Tuesday, July 21, 2009

Grilled Steak with Fresh Corn Salad

Occasionally I stumble upon a recipe that I just know will be a home run with my husband. This is one of those recipes. What's not to like? It's the definitive summer meal - grilled steak alongside a salad filled with fresh summer produce, including grilled sweet corn. I believe the reaction you're having is something along the lines of 'Yum.'

The steak is really a no-brainer, brushed with a simple garlic marinade. The veggies don't need a lot of help if you get good ones. The bell pepper and corn came from my CSA bag, the cucumber from the farmers market, and the tomato from a friend's garden. It doesn't get any better than that.

Except to throw in the usual mention that yes, it's healthy!

Grilled Steak with Fresh Corn Salad
adapted from Eating Well magazine
serves 2


1 teaspoon minced garlic
2 teaspoons extra virgin olive oil
2 small New York strip (or similar) steaks, trimmed
2 ears corn, husked
1 medium tomato, chopped
1 small red bell pepper, diced
1/2 large cucumber, peeled, seeded and chopped
1 tablespoon red wine vinegar


1. Preheat grill or grill-pan to high.

2. Combine garlic, 1 teaspoon oil and a pinch of salt in a small bowl. Brush the mixture on both sides of the steaks.

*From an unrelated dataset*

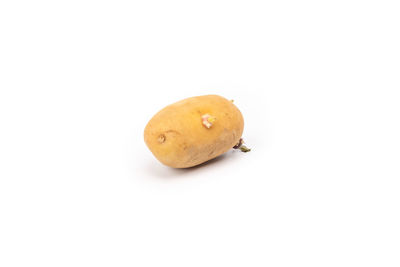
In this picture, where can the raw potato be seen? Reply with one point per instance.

Place steaks and corn on the grill. Grill steaks 3 to 4 minutes per side for medium (or to desired doneness). Let them rest while the corn finishes cooking. Grill the corn, turning to cook all sides, until some kernels are slightly charred, about 6 minutes total. Let stand until cool enough to handle.

3. Remove corn kernels from the cobs using a sharp knife. Combine with tomato, bell pepper, and cucumber in a medium bowl. Stir in vinegar, remaining teaspoon of oil, and a pinch of salt. Slice steaks and serve with the salad.